Well, here we go with the overstated reactions to the Wisconsin recall results. I already tried to head off one thread of the overreaction—the notion that Scott Walker’s victory spelled doomed for President Obama in Wisconsin. But now I see that there is another front where the punditocracy’s going way overboard—the notion that Wisconsin pretty much spells the end of public employee unions, if not all of organized labor. On this site, Bill Galston writes, under the headline "The Death Knell Tolls For Public Unions":
"Private sector unions began their decades-long decline as the unchallenged economic preeminence the American economy enjoyed in the immediate post-war period gradually gave way to competition, first from the restored economies of Europe and Japan, then from the developing world. By contrast, public employee unions thrived as long as public sector budgets remained relatively insulated from macroeconomic trends. Those days are over, and the risks of depending on the good will of hard-pressed middle class taxpayers are becoming more apparent. Democrats should brace themselves: Wisconsin is unlikely to be the only state to follow the trail Scott Walker blazed."

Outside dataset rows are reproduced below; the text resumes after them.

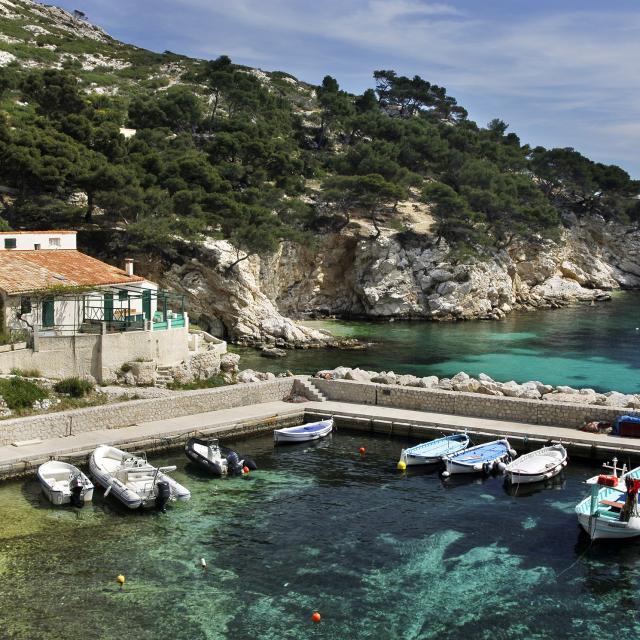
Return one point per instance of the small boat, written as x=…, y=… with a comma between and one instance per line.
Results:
x=63, y=483
x=133, y=481
x=611, y=510
x=483, y=458
x=433, y=451
x=216, y=459
x=538, y=465
x=303, y=433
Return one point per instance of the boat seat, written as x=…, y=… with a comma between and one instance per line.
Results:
x=612, y=503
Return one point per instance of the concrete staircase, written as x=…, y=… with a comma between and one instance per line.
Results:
x=163, y=377
x=306, y=387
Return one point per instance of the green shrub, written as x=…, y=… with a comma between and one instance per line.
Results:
x=74, y=387
x=209, y=383
x=19, y=393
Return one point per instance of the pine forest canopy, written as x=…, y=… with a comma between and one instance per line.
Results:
x=231, y=153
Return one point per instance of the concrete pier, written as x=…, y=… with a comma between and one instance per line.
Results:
x=406, y=424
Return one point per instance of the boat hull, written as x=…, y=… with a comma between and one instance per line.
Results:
x=59, y=493
x=130, y=495
x=216, y=466
x=537, y=466
x=598, y=528
x=292, y=435
x=477, y=460
x=434, y=451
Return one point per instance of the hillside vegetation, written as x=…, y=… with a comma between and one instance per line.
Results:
x=158, y=149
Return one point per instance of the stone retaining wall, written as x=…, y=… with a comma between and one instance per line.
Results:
x=123, y=414
x=468, y=404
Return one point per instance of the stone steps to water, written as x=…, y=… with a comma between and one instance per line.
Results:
x=311, y=391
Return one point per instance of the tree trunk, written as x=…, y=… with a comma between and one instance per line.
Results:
x=88, y=216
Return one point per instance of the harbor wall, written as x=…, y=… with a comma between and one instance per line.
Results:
x=468, y=404
x=123, y=414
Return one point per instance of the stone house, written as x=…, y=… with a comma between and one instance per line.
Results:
x=63, y=312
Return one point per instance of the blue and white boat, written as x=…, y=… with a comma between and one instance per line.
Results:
x=433, y=451
x=611, y=510
x=303, y=433
x=483, y=458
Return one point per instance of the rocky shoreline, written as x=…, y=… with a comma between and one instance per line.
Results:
x=484, y=384
x=396, y=276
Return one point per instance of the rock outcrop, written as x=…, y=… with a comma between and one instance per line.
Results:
x=532, y=390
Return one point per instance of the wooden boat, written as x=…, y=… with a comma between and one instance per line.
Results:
x=63, y=483
x=216, y=459
x=611, y=510
x=303, y=433
x=537, y=465
x=133, y=481
x=483, y=458
x=434, y=450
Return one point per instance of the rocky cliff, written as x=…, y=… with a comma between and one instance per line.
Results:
x=400, y=275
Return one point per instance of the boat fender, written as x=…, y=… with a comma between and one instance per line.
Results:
x=76, y=486
x=250, y=462
x=233, y=463
x=163, y=493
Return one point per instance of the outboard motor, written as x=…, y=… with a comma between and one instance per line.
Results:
x=234, y=465
x=76, y=486
x=163, y=495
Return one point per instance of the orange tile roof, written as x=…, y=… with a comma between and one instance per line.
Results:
x=26, y=271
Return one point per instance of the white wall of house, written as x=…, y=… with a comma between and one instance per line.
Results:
x=99, y=355
x=36, y=240
x=69, y=312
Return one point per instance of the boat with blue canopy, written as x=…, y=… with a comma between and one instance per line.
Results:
x=483, y=458
x=303, y=433
x=611, y=510
x=433, y=451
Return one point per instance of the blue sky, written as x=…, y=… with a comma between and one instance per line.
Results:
x=560, y=72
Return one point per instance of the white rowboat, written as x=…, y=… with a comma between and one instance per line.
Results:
x=133, y=481
x=303, y=433
x=538, y=465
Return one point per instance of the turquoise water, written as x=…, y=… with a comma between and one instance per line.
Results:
x=378, y=553
x=582, y=346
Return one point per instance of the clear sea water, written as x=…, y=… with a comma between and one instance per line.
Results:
x=582, y=346
x=378, y=553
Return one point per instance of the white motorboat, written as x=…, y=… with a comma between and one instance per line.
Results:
x=303, y=433
x=537, y=465
x=611, y=510
x=133, y=481
x=63, y=483
x=483, y=458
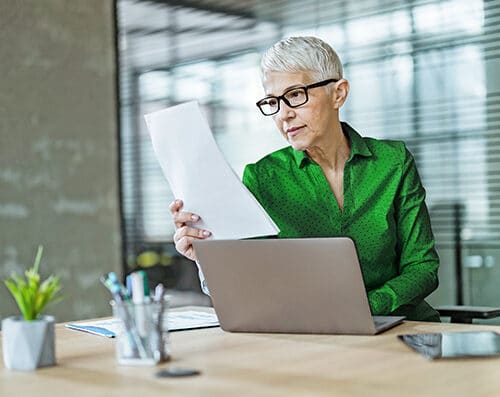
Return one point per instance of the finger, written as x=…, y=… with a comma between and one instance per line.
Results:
x=175, y=205
x=185, y=247
x=181, y=217
x=188, y=231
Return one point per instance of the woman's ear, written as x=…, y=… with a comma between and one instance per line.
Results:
x=341, y=89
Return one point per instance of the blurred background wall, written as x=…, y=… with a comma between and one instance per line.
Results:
x=59, y=181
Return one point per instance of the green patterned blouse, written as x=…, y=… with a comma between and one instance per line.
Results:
x=384, y=213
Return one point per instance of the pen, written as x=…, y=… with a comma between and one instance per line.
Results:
x=117, y=291
x=138, y=298
x=159, y=298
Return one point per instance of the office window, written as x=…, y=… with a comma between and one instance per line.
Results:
x=426, y=72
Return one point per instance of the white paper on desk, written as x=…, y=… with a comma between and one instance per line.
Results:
x=199, y=175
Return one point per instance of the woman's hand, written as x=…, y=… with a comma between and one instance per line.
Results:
x=184, y=234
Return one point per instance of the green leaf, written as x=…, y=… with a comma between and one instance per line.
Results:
x=31, y=296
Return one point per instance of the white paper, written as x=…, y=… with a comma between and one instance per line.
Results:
x=177, y=321
x=199, y=175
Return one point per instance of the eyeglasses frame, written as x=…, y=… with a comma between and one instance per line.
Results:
x=306, y=88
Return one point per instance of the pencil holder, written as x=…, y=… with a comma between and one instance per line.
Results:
x=143, y=335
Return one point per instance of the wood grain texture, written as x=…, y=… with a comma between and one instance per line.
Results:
x=239, y=364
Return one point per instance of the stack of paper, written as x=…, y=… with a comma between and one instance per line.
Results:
x=199, y=175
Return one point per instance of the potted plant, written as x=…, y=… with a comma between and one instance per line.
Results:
x=28, y=340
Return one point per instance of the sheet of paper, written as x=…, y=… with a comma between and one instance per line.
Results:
x=177, y=321
x=199, y=175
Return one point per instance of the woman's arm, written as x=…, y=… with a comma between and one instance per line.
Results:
x=418, y=259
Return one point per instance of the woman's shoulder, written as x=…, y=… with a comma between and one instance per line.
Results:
x=387, y=148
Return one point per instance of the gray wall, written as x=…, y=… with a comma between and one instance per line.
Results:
x=58, y=148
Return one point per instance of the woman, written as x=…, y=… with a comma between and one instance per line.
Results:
x=331, y=181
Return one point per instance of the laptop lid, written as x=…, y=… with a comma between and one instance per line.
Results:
x=311, y=285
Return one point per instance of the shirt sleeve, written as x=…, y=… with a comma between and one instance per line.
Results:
x=419, y=262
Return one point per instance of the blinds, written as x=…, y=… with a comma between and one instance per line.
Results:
x=427, y=72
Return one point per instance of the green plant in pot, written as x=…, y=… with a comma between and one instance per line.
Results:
x=28, y=341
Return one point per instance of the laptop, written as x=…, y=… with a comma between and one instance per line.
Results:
x=309, y=285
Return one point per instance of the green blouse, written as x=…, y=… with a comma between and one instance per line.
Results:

Now, there is no doubt that Wisconsin was a devastating loss for organized labor. The unions invested millions in the fight against Walker, whose anti-collective bargaining reforms are already greatly diminishing public employee union membership rolls and treasuries, a big structural hit to the Democratic side (a major goal of the reforms, of course.) But how can Galston, and everyone else tolling the bell for organized labor today, get away without mentioning...Ohio?
Just last November—not that long ago!—a new law very similar to Wisconsin’s, signed by another Republican governor, went up for referendum in the Buckeye State and it lost by 23 points. Some 60,000 more people voted against it than had voted for the governor who signed it, John Kasich, when he was elected a year earlier. Granted, there were factors aiding the pro-union side that their Wisconsin counterparts lacked: the Ohio law included police and firefighters (Walker shrewdly—cynically?—exempted them, even though their benefits are more generous than those of most other public employees); it was easier to win a referendum than a recall (less time elapsed, and it was a matter of simply rejecting the law, not having to vote for a whole new governor); and there was less money flooding the state from outside conservative groups than there was in Wisconsin. Still, in a state that is without question less progressive-minded than Wisconsin, a huge majority of voters rejected exactly the sort of anti-public employee union reforms that Galston and others say are now inevitable everywhere.
Again, these are clearly tough times for public employee unions. And, as I said in my own Wisconsin postmortem, I've been challenging union leaders for several years now about their failure to reform obvious excesses in public employee benefits as a way to remove easy targets for their opponents. But anyone tolling the bell for public unions has to reckon with what happened in Ohio—a victory which, as I wrote in the magazine’s current cover story, is reverberating to this day, and helping to explain why Obama remains a couple points up in a state that should be very tough territory for him this year. It also explains why Obama is investing so heavily in Ohio—he’s spent more on ads there than in Florida and has 25 offices open around the state—even as some pundits were predicting he was effectively pulling out of the state a few weeks ago.